(i) Let the number of boys be $x$ and the number of girls be $y$. Then $x + y = 10$ and $y = x + 4$, i.e., $-x + y = 4$. Solving, $x + (x + 4) = 10$, so $2x = 6$ and $x = 3$; hence $y = 7$. The two lines meet at $(3, 7)$.
(ii) Let the cost of one pencil be $x$ and one pen be $y$. Then $5x + 7y = 50$ and $7x + 5y = 46$. Subtracting the second equation from the first gives $-2x + 2y = 4$, so $y = x + 2$. Substituting in $5x + 7y = 50$ gives $5x + 7x + 14 = 50$, so $x = 3$ and $y = 5$. The graph of the two lines intersects at $(3, 5)$.
(i) Boys $= 3$, girls $= 7$.
(ii) Cost of one pencil $= ₹3$, cost of one pen $= ₹5$.
(i) $\dfrac{a_1}{a_2} = \dfrac{5}{7}$ and $\dfrac{b_1}{b_2} = \dfrac{-4}{6}$ are not equal, so the lines intersect at one point.
(ii) $\dfrac{9}{18} = \dfrac{3}{6} = \dfrac{12}{24} = \dfrac{1}{2}$, so the lines are coincident.
(iii) $\dfrac{6}{2} = \dfrac{-3}{-1} = 3$, but $\dfrac{10}{9} \neq 3$, so the lines are parallel.
(i) Intersect at a point.
(ii) Coincident lines.
(iii) Parallel lines.
A pair is consistent if the lines intersect or coincide, and inconsistent if they are parallel.
(i) $\dfrac{3}{2} \neq \dfrac{2}{-3}$, so the pair has a unique solution and is consistent.
(ii) $\dfrac{2}{4} = \dfrac{-3}{-6} \neq \dfrac{-8}{-9}$ in standard form, so the lines are parallel and the pair is inconsistent.
(iii) $\dfrac{3/2}{9} \neq \dfrac{5/3}{-10}$, so the lines intersect and the pair is consistent.
(iv) $\dfrac{5}{-10} = \dfrac{-3}{6} = \dfrac{-11}{22}$ in standard form, so the lines are coincident and the pair is consistent.
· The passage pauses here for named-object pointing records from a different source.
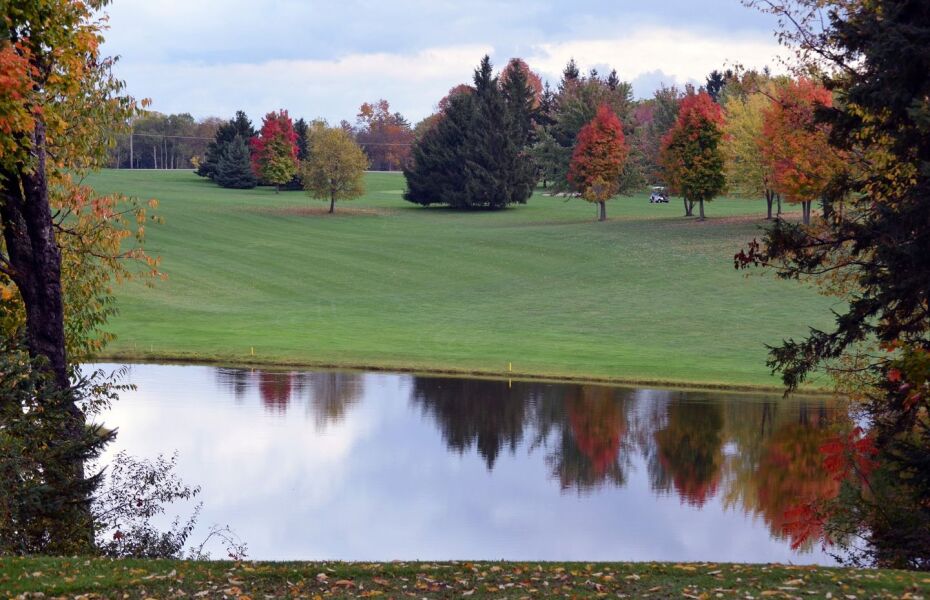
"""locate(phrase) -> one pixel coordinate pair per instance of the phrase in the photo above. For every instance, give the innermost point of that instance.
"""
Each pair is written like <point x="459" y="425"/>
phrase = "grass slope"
<point x="648" y="296"/>
<point x="74" y="577"/>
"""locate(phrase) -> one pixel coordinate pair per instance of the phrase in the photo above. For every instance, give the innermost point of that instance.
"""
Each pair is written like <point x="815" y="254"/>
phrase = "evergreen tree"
<point x="437" y="171"/>
<point x="241" y="126"/>
<point x="234" y="168"/>
<point x="498" y="171"/>
<point x="475" y="156"/>
<point x="613" y="81"/>
<point x="301" y="128"/>
<point x="570" y="75"/>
(v) $\dfrac{4/3}{2} = \dfrac{2}{3} = \dfrac{-8}{-12}$ in standard form, so the lines are coincident and the pair is consistent.
(i) Consistent.
(ii) Inconsistent.
(iii) Consistent.
(iv) Consistent.
(v) Consistent.
(i) The second equation is $2(x + y) = 10$, i.e., the same as $x + y = 5$, so the lines are coincident.
(ii) In standard form, $x - y - 8 = 0$ and $3x - 3y - 16 = 0$. Here $\dfrac{1}{3} = \dfrac{-1}{-3}$ but $\dfrac{-8}{-16} \neq \dfrac{1}{3}$, so the lines are parallel.
(iii) From $2x + y - 6 = 0$, $y = 6 - 2x$. From $4x - 2y - 4 = 0$, $y = 2x - 2$. Equating gives $6 - 2x = 2x - 2$, so $x = 2$ and $y = 2$.
(iv) In standard form, $2x - 2y - 2 = 0$ and $4x - 4y - 5 = 0$. The coefficient ratios of $x$ and $y$ are equal but the constant ratio is different, so the lines are parallel.
(i) Consistent; infinitely many solutions.
(ii) Inconsistent; no solution.
(iii) Consistent; solution $(2, 2)$.
(iv) Inconsistent; no solution.
Let the length be $l$ m and the width be $w$ m. Half the perimeter is $l + w = 36$, and $l = w + 4$. Therefore $w + 4 + w = 36$, so $2w = 32$ and $w = 16$. Hence $l = 20$.
Length $= 20$ m and width $= 16$ m.
(i) For intersecting lines, choose a line whose $x$ and $y$ coefficient ratios are not both equal to those of $2x + 3y - 8 = 0$.
(ii) For parallel lines, keep the same $x$ and $y$ coefficient ratio but change the constant ratio.
(iii) For coincident lines, take a non-zero multiple of the given equation.
One possible set of answers is:
(i) $x + y - 1 = 0$
(ii) $2x + 3y - 10 = 0$
(iii) $4x + 6y - 16 = 0$
For $x - y + 1 = 0$, we have $y = x + 1$. It meets the $x$-axis when $y = 0$, so $x = -1$ and the point is $(-1, 0)$.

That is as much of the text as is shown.